Scheduling optimization uses OR models to directly improve appointment templates, staff rosters, overbooking rules, or resource allocation. It is the capability with the greatest direct operational impact — and the greatest implementation difficulty.
Three forms, ordered by increasing complexity:
Optimized overbooking rules. Use predictive no-show models (Module 5, no-shows) to set slot-level overbooking. Instead of blanket 20% overbooking, the product calculates that Monday 8 AM intake slots should double-book (predicted no-show: 45%) while Wednesday 2 PM follow-ups should not (predicted no-show: 8%). The Bailey-Welch rule provides the structural logic; patient-level predictive models provide the calibration.
Demand-matched shift templates. Analyze historical arrival patterns by hour, day-of-week, and season. Optimize staff schedules to match demand profiles, subject to labor law constraints, fatigue limits (Human Factors Module 2), and skill mix requirements (Workforce Module 3). This is a constrained optimization problem (Module 3) where the objective is minimizing the gap between staffing levels and demand while respecting hard constraints on hours, rest periods, and role coverage.
Real-time resource allocation. Reassign patients to providers, rooms, or treatment spaces based on current system state. This is the most sophisticated form — it requires real-time data feeds, fast optimization solvers, and tight integration with operational workflow. For most healthcare settings in 2026, this is aspirational.
Healthcare example. A multi-site primary care network implements optimized appointment templates. Using 18 months of historical data — arrival patterns, visit durations by type, no-show rates by patient risk tier — the product generates templates that vary by day-of-week. Monday templates front-load complex visits (when providers are fresh and no-show risk is highest for simple follow-ups). Friday templates shift toward shorter visits and telehealth slots (matching measured demand patterns). The templates are generated by a mixed-integer programming model that maximizes expected throughput subject to provider preference constraints, visit-type minimums, and a maximum daily cognitive load proxy derived from visit complexity weights.
Result: third-next-available appointment decreases from 11 days to 6 days. Provider overtime drops 22%. Patient wait-in-clinic time decreases 15%. The model did what no human scheduler could — it simultaneously optimized across multiple constraints using data that no individual could hold in working memory.
Why this comes third. Not because the value is lower — it may be the highest. Because the prerequisites are steep. Scheduling optimization requires: (1) reliable historical data on arrivals, service times, and no-shows, which threshold alerting and scenario testing force the organization to collect and validate; (2) bidirectional integration with EHR or practice management scheduling systems, which is technically complex and vendor-dependent; (3) operator trust in model-generated recommendations, which must be built through successful experience with alerting and scenario testing first. You cannot start here. You earn the right to optimize by proving the models work at lower-stakes levels.
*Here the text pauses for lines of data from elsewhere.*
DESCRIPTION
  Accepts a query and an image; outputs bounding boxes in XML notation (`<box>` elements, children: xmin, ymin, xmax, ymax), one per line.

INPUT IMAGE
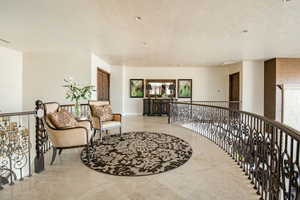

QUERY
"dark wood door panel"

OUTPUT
<box><xmin>97</xmin><ymin>69</ymin><xmax>110</xmax><ymax>101</ymax></box>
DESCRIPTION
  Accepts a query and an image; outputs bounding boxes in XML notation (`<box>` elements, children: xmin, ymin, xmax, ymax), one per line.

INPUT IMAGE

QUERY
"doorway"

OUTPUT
<box><xmin>97</xmin><ymin>68</ymin><xmax>110</xmax><ymax>101</ymax></box>
<box><xmin>229</xmin><ymin>72</ymin><xmax>240</xmax><ymax>101</ymax></box>
<box><xmin>229</xmin><ymin>72</ymin><xmax>240</xmax><ymax>110</ymax></box>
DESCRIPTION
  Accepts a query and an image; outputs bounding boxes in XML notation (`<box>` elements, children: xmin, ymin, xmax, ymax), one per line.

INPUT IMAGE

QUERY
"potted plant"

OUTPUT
<box><xmin>63</xmin><ymin>78</ymin><xmax>95</xmax><ymax>118</ymax></box>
The trust calibration problem. Parasuraman and Riley (1997) identified two failure modes in human-automation interaction: automation disuse (the operator does not trust the system and ignores its recommendations) and automation misuse (the operator trusts the system too much and stops monitoring for errors). Both are present in OR-embedded scheduling.
Disuse is the more common initial failure. An operator who has been building schedules for 15 years will not cede that judgment to an algorithm without evidence that the algorithm understands the nuances — the provider who cannot see patients before 9 AM, the patient population that clusters on Mondays, the room that is unavailable every other Wednesday. If the optimization model does not account for these constraints — or cannot explain that it has — the operator will override it, and eventually stop consulting it.
Misuse emerges later, after the system has been accurate long enough that operators stop questioning it. This is Parasuraman, Sheridan, and Wickens’ automation bias — the tendency to accept automated recommendations without independent verification. In scheduling, this means the operator stops noticing when the model’s assumptions have drifted — when the no-show rate has shifted due to a new patient population, or when a provider’s service time has increased due to a new documentation requirement. The model optimizes for yesterday’s parameters while today’s reality has changed.
The product design response to both failure modes is the same: explainability. Every optimization recommendation must come with its reasoning. Not “schedule 2 patients at 8 AM” but “schedule 2 patients at 8 AM because the predicted no-show rate for this slot is 38% based on patient history and day-of-week patterns, and an empty first slot costs approximately $180 in idle provider time.” The operator who sees the reasoning can verify whether the assumptions match their current reality. The operator who sees only the answer cannot.
What NOT to Automate
Three categories of decisions should remain human even when the OR model could technically generate an answer:
Decisions with significant human judgment components. Which patients get the last available appointment slot when two are clinically urgent. How to communicate a schedule change to a provider who is already stressed. Whether to keep a site open during a weather event. These decisions involve context, relationships, and judgment that the model cannot access.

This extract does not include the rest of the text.